The Enterprise began a gentle turn as flight deck crew members checked that the Prowlers and their pilots were ready for launch. The moment the massive ship steadied, PriFly issued clearance to launch both aircraft. The blast deflector lifted behind the EA-6B on the starboard bow catapult and the pilot ran up the two Pratt and Whitney turbojets to full power. The J52 engines are non-afterburning, but are still powerful enough to give the Prowler a maximum speed of nearly six hundred miles an hour. The aircraft was heavy: although it wasn’t carrying drop tanks, it had a maximum load of four AGM-88 HARM anti-radar missiles and a single ALQ-99 TJS external pod.
Once the Prowler pilot indicated he was at full power, the steam catapult was triggered and the EA-6B shot along the deck. Thirty seconds later the second Prowler launched from the port catapult.
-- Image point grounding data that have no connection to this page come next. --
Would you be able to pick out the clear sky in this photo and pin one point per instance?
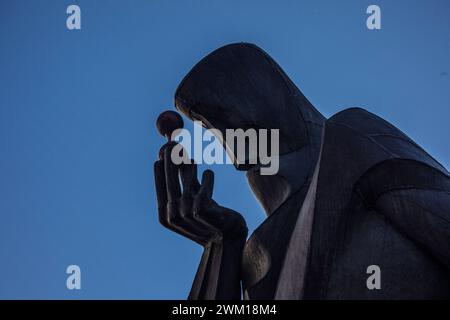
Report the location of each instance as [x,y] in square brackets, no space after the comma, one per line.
[78,111]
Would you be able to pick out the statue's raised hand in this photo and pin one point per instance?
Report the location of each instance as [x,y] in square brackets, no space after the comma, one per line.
[188,208]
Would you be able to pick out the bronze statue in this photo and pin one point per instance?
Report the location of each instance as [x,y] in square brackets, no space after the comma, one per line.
[351,191]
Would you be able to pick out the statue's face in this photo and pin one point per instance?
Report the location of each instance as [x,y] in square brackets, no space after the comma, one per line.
[240,87]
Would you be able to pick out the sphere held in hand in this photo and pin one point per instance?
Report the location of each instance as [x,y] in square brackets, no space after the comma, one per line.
[168,122]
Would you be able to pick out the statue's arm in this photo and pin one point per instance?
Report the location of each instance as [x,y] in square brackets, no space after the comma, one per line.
[415,198]
[191,212]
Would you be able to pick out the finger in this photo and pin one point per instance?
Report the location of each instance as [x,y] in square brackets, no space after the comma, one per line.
[207,186]
[188,173]
[171,173]
[161,192]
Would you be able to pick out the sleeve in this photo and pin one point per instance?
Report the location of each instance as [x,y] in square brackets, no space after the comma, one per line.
[415,198]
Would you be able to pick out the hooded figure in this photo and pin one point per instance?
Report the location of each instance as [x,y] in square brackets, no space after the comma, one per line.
[357,210]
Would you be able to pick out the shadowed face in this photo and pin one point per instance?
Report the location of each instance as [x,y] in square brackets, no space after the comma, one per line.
[240,87]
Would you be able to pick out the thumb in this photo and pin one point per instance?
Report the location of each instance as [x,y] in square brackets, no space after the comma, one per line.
[207,184]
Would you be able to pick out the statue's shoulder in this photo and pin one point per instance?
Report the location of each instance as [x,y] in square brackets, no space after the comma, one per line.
[360,131]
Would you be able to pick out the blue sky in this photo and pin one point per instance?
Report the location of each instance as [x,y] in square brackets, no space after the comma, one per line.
[78,112]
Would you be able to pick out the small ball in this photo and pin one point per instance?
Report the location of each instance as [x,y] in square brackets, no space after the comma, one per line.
[168,122]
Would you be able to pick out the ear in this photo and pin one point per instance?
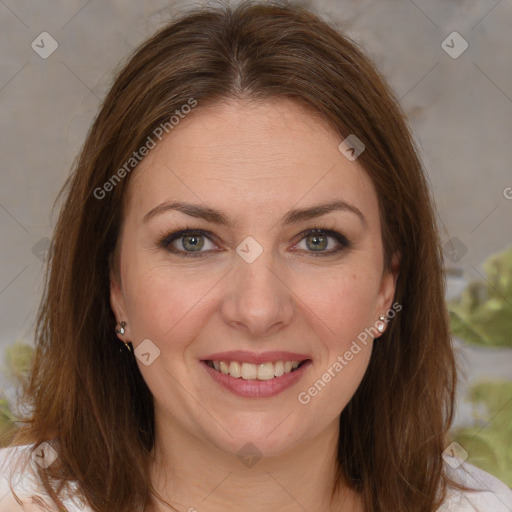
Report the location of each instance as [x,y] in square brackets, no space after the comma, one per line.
[388,287]
[117,302]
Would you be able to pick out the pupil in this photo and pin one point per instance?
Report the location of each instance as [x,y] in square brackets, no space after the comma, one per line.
[194,241]
[319,242]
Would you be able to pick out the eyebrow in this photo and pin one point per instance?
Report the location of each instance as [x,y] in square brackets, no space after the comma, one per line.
[218,217]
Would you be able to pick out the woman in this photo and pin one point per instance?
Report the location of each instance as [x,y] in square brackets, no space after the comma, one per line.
[245,303]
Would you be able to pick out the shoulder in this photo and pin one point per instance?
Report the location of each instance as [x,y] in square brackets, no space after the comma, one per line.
[18,473]
[490,493]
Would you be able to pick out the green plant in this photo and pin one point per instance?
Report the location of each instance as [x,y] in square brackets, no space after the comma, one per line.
[18,360]
[483,313]
[489,445]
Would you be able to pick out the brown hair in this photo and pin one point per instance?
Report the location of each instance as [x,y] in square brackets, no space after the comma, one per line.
[86,395]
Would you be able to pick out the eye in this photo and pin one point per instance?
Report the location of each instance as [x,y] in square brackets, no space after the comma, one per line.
[317,241]
[188,242]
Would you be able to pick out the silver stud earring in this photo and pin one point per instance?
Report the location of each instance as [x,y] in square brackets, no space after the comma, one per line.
[381,326]
[121,329]
[128,345]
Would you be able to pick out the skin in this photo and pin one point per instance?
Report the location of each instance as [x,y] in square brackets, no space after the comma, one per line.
[254,162]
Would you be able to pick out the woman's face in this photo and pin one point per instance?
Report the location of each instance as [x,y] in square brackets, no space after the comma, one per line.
[251,279]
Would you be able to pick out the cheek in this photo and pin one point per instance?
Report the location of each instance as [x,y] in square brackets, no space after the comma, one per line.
[162,302]
[343,300]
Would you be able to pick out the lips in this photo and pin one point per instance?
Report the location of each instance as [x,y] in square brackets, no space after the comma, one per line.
[243,356]
[253,375]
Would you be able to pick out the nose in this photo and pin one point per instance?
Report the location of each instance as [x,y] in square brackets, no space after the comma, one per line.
[257,300]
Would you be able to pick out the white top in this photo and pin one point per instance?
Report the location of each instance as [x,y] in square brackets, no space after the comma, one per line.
[492,496]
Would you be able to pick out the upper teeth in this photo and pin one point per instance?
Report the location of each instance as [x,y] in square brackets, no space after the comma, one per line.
[249,371]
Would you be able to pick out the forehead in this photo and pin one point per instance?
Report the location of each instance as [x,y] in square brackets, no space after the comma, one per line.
[253,157]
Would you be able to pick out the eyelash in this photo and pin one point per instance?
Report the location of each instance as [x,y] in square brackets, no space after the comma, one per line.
[165,240]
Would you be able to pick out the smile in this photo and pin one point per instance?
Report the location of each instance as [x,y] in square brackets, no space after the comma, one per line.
[249,371]
[250,380]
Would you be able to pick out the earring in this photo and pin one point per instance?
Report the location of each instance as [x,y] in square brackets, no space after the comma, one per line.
[381,325]
[127,344]
[121,329]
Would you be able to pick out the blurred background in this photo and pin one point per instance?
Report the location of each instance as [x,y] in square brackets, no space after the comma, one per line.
[449,62]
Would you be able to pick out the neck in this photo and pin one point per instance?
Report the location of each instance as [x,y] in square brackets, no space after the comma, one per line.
[193,474]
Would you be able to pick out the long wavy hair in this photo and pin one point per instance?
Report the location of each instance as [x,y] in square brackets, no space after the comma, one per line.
[84,393]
Both aircraft took up a south-westerly heading and began climbing to their pre-briefed altitude of thirty-two thousand feet.
‘Climax, Zapper formation is switching to discrete.’
‘Zapper, Climax. Roger.’
The Prowler crews switched frequencies simultaneously.
‘Zapper Two.’
‘Two from One, roger. Break, break. Alpha Three, this is Zapper formation in the climb to three two zero heading two three five and squawking mode three alpha code four three two one.’
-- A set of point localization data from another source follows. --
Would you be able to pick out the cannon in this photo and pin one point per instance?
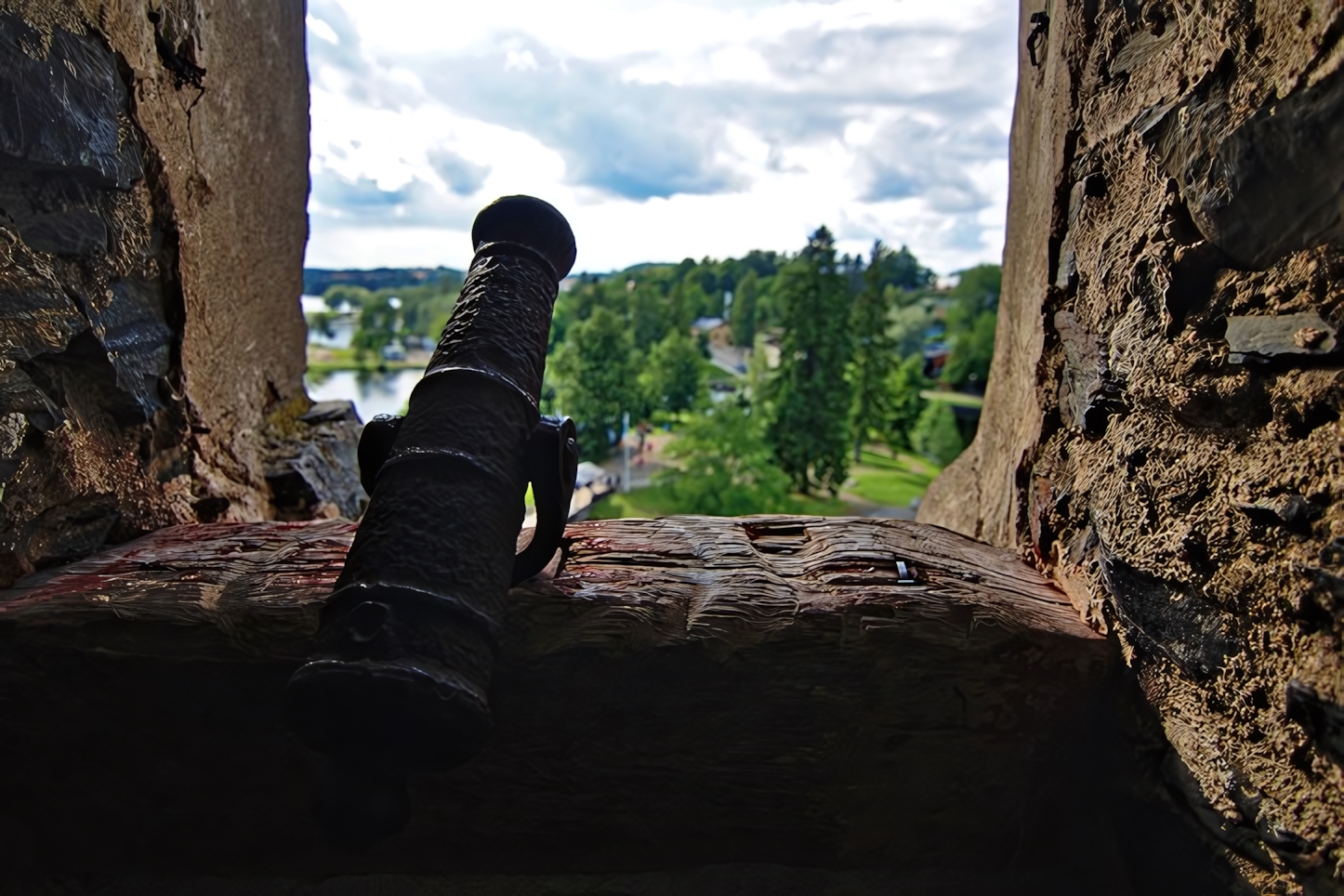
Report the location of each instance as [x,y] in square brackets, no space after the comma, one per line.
[410,633]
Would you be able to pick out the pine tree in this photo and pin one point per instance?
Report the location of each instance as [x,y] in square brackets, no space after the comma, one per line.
[810,433]
[874,352]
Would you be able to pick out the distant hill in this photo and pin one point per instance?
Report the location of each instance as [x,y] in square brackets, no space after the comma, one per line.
[316,280]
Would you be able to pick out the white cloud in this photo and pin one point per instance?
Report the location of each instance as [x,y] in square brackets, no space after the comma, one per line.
[663,129]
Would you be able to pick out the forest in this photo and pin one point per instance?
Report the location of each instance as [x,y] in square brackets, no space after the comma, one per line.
[776,374]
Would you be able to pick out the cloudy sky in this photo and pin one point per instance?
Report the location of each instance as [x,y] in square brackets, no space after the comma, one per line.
[663,129]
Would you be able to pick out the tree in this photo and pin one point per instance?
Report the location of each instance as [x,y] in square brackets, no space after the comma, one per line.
[810,431]
[936,434]
[674,376]
[744,310]
[726,465]
[378,325]
[904,403]
[870,367]
[970,326]
[596,379]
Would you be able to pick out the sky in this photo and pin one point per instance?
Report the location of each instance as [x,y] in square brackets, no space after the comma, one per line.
[662,129]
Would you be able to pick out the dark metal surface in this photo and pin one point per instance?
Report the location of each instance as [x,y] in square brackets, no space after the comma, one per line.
[410,633]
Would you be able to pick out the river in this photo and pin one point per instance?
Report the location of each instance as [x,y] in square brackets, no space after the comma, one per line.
[373,392]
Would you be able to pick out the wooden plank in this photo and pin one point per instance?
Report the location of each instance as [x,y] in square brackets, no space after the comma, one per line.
[638,582]
[675,692]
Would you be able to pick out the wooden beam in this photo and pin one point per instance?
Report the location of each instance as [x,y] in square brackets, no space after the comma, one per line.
[801,691]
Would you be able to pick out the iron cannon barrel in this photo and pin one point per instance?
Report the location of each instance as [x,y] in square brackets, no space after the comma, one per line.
[409,636]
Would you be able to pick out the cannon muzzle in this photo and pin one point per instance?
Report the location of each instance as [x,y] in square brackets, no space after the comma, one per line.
[410,633]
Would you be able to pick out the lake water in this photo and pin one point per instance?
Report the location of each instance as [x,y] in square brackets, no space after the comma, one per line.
[373,392]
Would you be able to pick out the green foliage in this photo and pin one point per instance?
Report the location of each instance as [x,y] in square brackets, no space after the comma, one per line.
[424,310]
[970,325]
[871,362]
[728,468]
[379,324]
[674,375]
[936,434]
[810,431]
[904,406]
[903,270]
[596,379]
[744,310]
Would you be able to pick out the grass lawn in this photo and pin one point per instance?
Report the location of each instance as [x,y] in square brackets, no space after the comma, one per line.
[891,481]
[654,501]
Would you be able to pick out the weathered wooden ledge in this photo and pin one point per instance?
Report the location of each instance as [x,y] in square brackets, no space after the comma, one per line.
[620,583]
[825,692]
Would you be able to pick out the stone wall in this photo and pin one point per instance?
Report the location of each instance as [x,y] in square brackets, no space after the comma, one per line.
[153,177]
[1162,428]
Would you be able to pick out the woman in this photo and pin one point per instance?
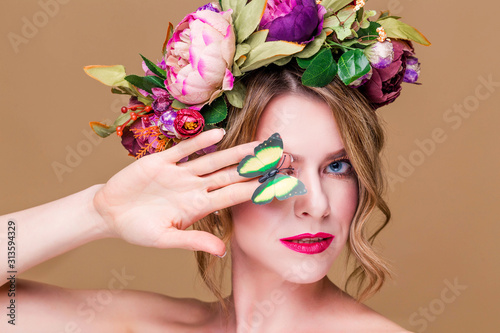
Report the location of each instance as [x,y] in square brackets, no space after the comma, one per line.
[275,65]
[334,138]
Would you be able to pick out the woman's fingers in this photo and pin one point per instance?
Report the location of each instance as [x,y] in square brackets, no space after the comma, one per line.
[187,147]
[220,159]
[191,240]
[233,194]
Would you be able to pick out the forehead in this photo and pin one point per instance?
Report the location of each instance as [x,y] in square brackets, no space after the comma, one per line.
[307,126]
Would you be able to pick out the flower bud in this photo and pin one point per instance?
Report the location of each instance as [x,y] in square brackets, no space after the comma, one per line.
[379,54]
[412,70]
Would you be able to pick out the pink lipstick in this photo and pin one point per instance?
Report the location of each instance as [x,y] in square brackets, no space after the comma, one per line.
[308,243]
‘Zapper, Alpha Three, you’re identified. Maintain heading and call level at three two zero. Squawk standby. No traffic at present.’
‘Roger, Alpha Three.’
On launch, they were over five hundred miles from the Korean Peninsula, and at that height they were still well below the radar horizon of any DPRK surveillance sites.
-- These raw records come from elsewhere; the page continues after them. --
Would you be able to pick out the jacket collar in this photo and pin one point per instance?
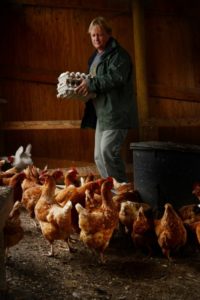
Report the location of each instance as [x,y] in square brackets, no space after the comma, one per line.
[111,45]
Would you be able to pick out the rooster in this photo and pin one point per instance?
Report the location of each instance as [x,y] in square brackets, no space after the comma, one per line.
[170,231]
[13,231]
[97,225]
[54,220]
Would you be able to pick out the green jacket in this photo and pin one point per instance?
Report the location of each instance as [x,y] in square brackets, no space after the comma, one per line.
[115,103]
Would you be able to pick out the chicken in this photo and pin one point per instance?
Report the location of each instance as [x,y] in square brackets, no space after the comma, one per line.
[32,189]
[54,220]
[15,182]
[78,196]
[128,212]
[143,233]
[190,213]
[196,190]
[20,160]
[13,231]
[71,181]
[97,225]
[71,177]
[195,230]
[170,231]
[32,177]
[123,187]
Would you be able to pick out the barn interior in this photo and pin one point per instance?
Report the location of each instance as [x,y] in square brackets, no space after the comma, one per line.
[41,39]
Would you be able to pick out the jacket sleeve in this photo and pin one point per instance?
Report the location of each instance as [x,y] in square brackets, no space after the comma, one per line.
[112,73]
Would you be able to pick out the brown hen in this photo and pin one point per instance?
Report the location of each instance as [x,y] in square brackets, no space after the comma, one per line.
[170,231]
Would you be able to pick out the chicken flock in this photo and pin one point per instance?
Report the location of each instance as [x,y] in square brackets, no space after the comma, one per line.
[93,209]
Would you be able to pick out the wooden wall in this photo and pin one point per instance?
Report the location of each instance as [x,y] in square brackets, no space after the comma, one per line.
[173,69]
[42,38]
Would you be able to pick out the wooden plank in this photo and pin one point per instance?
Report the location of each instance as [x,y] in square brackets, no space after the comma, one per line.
[112,5]
[45,125]
[174,93]
[140,64]
[180,122]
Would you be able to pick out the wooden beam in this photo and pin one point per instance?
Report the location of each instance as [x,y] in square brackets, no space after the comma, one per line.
[181,122]
[174,93]
[41,125]
[140,64]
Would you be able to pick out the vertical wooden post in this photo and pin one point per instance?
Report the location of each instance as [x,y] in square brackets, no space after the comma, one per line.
[2,103]
[140,66]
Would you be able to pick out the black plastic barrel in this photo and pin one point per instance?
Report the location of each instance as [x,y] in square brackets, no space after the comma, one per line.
[165,172]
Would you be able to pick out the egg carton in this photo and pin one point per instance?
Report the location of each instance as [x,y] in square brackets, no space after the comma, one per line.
[67,83]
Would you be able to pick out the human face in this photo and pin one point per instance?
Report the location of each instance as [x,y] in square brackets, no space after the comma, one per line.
[99,38]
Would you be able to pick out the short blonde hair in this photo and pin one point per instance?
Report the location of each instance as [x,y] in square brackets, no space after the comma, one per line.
[101,22]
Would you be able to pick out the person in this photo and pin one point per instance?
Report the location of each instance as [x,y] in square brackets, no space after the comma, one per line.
[113,110]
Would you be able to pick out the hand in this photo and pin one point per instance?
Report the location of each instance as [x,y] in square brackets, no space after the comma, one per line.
[82,89]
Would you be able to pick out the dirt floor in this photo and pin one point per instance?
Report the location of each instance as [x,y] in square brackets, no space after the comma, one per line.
[126,275]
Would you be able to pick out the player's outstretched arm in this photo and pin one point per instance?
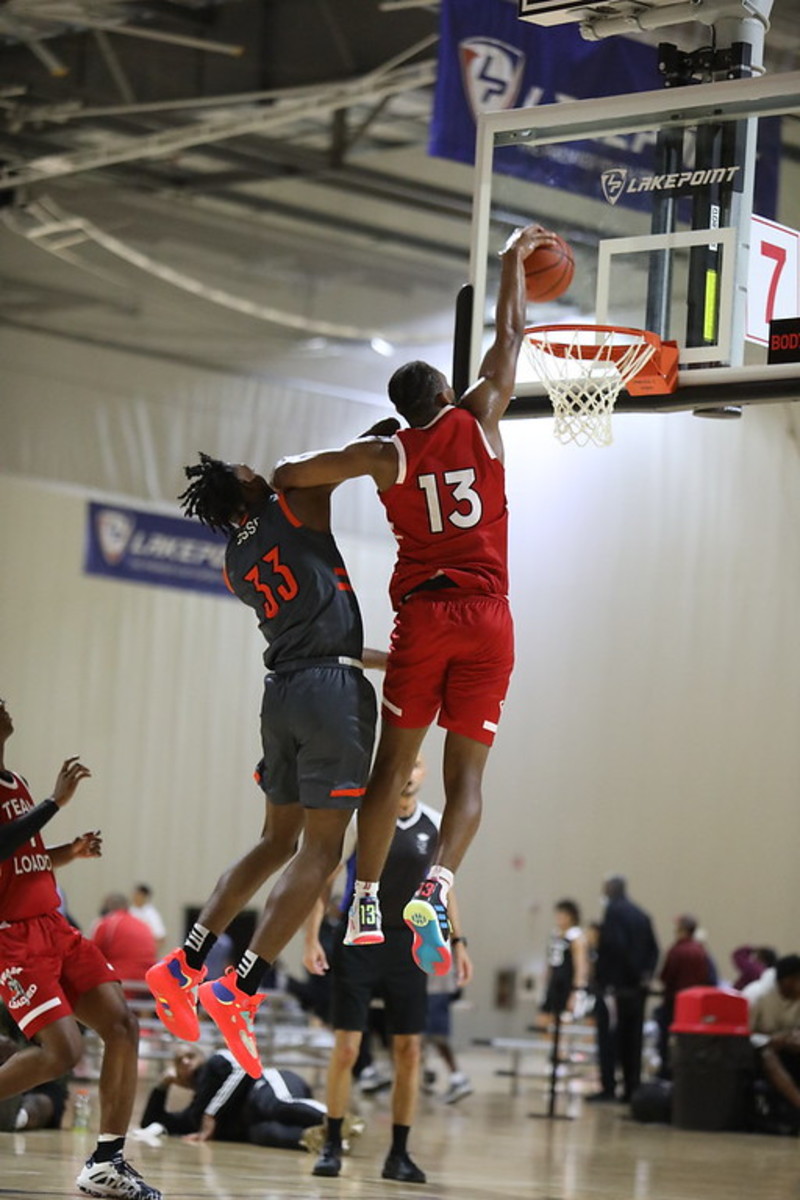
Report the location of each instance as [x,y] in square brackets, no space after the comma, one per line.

The range/height calculation as it relates to radar coverage is simple enough: because of the curvature of the Earth, an aircraft at an altitude of five thousand feet will paint on a surveillance radar at a range of about fifty miles. To ensure the Prowlers stayed undetected, the Hawkeye would instruct them to begin descent before they reached the theoretical radar horizon, and set them up in a holding pattern at least one hundred miles from the east coast of the peninsula. From that point, they would be able to hit the first of the North Korean radar sites, assuming their assistance was needed, in less than twelve minutes.
Cobra and Viper formation, Sea of Japan
Flying in formation at well over four hundred miles an hour and less than five hundred feet above the surface of the sea, a pilot’s concentration has to be absolute. A split-second’s inattention and the Harrier could plunge into the waves or plough into another aircraft, and the four GR9s had widened their formation slightly to provide an added margin of safety.
‘Vipers, Cobra One. Stand by for split in thirty seconds.’
Richter took his eyes off the view through the windscreen for the bare few seconds it took to visually check his cockpit, then looked back.
‘Split now, now, now. Good hunting, Vipers.’
But as the tracks of the two pairs of Harriers diverged, the AEW Sea King radar controller passed his first traffic information message, and it wasn’t good news.
‘Cobras, Vipers, November Alpha. Picture Charlie. Launches from the airfields at T’ae’tan, Nuchonri, Kuupri, Wonsan, Toksan and Ŏrang. Multiple bandits, all tracking towards the east coast of the peninsula. Stand by for numbers and locations.’
‘Shit,’ Richter muttered. ‘That’s all we needed.’
USS Enterprise , North Pacific Ocean
The first Hornet taxied to the starboard bow catapult, expertly directed by a marshaller, and stopped with its nosewheel in precisely the right spot. The holdback – a steel bar designed to stop the aircraft moving forwards when the engines were run up to full power prior to launch – was attached to the rear of the nosewheel landing gear, and the front hitched to the catapult itself. Steam swirled around the men carrying out these tasks, giving the scene a somewhat surreal appearance.